So I did a little homework here. May home sales (at the time) were characterized as "Surging" and "A Six Year High" ... and that number was revised down in this report (no surprise) by 62,000. So the report was a complete fabrication ... a miss that big isn't in the margin of error.
April's new home sales were also revised down to 425000. What does this mean? New home sales - a large engine in our economy - went from 425K to 442K to (unrevised) 408K. Flat, and trending downward. If this months number follows the usual pattern and gets revised down, new home starts are about dropping off a cliff.
Lookout below. I'm thinking that the 2nd half of 2014 is going to be a long slog.
Well, I hope the developers who bought the horse farm next to our exurban neighborhood to build smaller houses on much smaller lots lose their effin’ shirts. After all, they spent a lot of $$ greasing the palms of the City Council.
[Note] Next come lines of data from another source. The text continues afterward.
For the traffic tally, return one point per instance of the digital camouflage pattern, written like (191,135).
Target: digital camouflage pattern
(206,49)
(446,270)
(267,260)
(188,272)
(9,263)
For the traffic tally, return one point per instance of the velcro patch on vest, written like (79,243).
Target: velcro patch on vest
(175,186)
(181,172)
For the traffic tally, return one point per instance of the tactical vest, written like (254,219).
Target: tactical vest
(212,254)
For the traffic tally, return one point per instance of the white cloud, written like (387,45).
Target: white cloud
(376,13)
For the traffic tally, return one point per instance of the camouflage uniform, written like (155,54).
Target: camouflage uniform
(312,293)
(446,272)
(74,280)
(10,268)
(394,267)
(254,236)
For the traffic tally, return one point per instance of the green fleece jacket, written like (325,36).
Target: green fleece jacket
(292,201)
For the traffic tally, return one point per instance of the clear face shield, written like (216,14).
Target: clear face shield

Bad investments all around. :snort:
We are looking at a condo(not new) in Vegas for winter getaway. Can’t figure out if the market has bottomed out yet.
Polar vortex. Sequester. Republicans.
In my neck of the woods, homes can’t be built fast enough. Not once during the burst bubble era did they slow down.
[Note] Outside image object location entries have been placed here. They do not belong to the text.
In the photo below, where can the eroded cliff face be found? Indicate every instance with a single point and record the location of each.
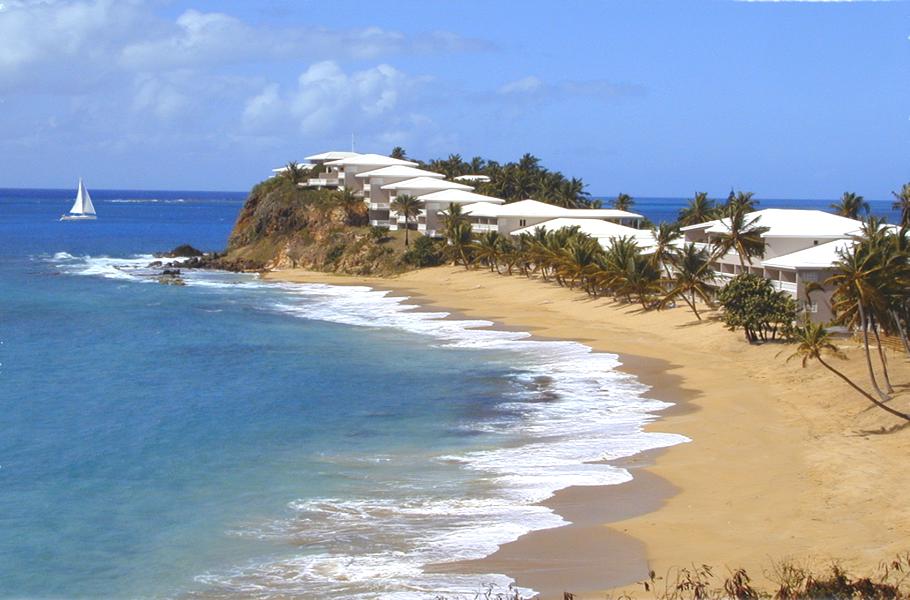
(282, 226)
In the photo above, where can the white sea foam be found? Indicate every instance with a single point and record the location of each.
(569, 409)
(146, 201)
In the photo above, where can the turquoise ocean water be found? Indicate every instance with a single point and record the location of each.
(233, 437)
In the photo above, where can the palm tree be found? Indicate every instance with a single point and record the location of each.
(622, 202)
(453, 216)
(814, 342)
(743, 235)
(488, 248)
(850, 205)
(856, 296)
(460, 238)
(699, 210)
(641, 278)
(294, 172)
(408, 207)
(692, 278)
(665, 236)
(902, 203)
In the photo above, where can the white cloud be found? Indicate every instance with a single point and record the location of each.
(522, 86)
(65, 44)
(326, 98)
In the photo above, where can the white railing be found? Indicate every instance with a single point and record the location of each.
(323, 181)
(784, 286)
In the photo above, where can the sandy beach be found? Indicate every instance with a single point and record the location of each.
(784, 462)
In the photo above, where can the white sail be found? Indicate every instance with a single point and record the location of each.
(87, 207)
(83, 204)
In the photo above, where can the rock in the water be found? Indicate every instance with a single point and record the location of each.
(181, 251)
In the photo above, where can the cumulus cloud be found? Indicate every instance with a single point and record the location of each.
(48, 41)
(326, 97)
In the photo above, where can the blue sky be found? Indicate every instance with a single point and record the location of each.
(787, 99)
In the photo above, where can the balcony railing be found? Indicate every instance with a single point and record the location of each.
(323, 182)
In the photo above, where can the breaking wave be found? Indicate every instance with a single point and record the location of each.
(568, 411)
“April’s new home sales were also revised down to 425000. What does this mean? New home sales - a large engine in our economy - went from 425K to 442K to (unrevised) 408K. Flat, and trending downward. If this months number follows the usual pattern and gets revised down, new home starts are about dropping off a cliff. “
As housing drops off the cliff it takes with it the manufacturers of appliances, carpet, concrete, doors and windows, electrical and plumbing suppliers, all manufacturers of anything to do with houses. Further depresses the construction sector jobs, used home values and land values. Buying a house now is financial suicide, unless you can buy now so cheaply that you can absorb a 50% drop in value.
This should drive the market up another 100 points.
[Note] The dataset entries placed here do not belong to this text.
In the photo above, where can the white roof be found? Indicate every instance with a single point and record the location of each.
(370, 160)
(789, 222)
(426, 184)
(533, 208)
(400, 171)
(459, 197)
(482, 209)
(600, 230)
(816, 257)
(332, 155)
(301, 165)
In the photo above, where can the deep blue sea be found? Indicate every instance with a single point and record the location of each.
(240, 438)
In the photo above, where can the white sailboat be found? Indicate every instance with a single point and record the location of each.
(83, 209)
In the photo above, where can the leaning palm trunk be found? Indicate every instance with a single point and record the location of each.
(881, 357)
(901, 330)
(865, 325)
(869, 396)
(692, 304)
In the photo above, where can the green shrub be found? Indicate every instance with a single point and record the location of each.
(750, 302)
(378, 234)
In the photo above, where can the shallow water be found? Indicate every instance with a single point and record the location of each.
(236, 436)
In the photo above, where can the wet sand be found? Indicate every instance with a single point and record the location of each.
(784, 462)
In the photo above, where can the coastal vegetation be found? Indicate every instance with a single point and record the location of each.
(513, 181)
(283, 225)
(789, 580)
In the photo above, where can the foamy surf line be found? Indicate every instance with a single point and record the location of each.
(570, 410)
Well its going to be tough to get a housing recovery with 92 million out of work and half of the rest working 29 hours per week. Not a good outlook.
Manufacturing and jobs provide real revenues instead of debts. Real estate is good for the time being in parts of boom states with big energy commodity production.
No kidding! A total miss of 15%. Who the hell pays these analysts and why can’t I get a sack job like that!
A federal agency is juggling numbers around to hide how bad it really is. They can’t make the emperor look bad.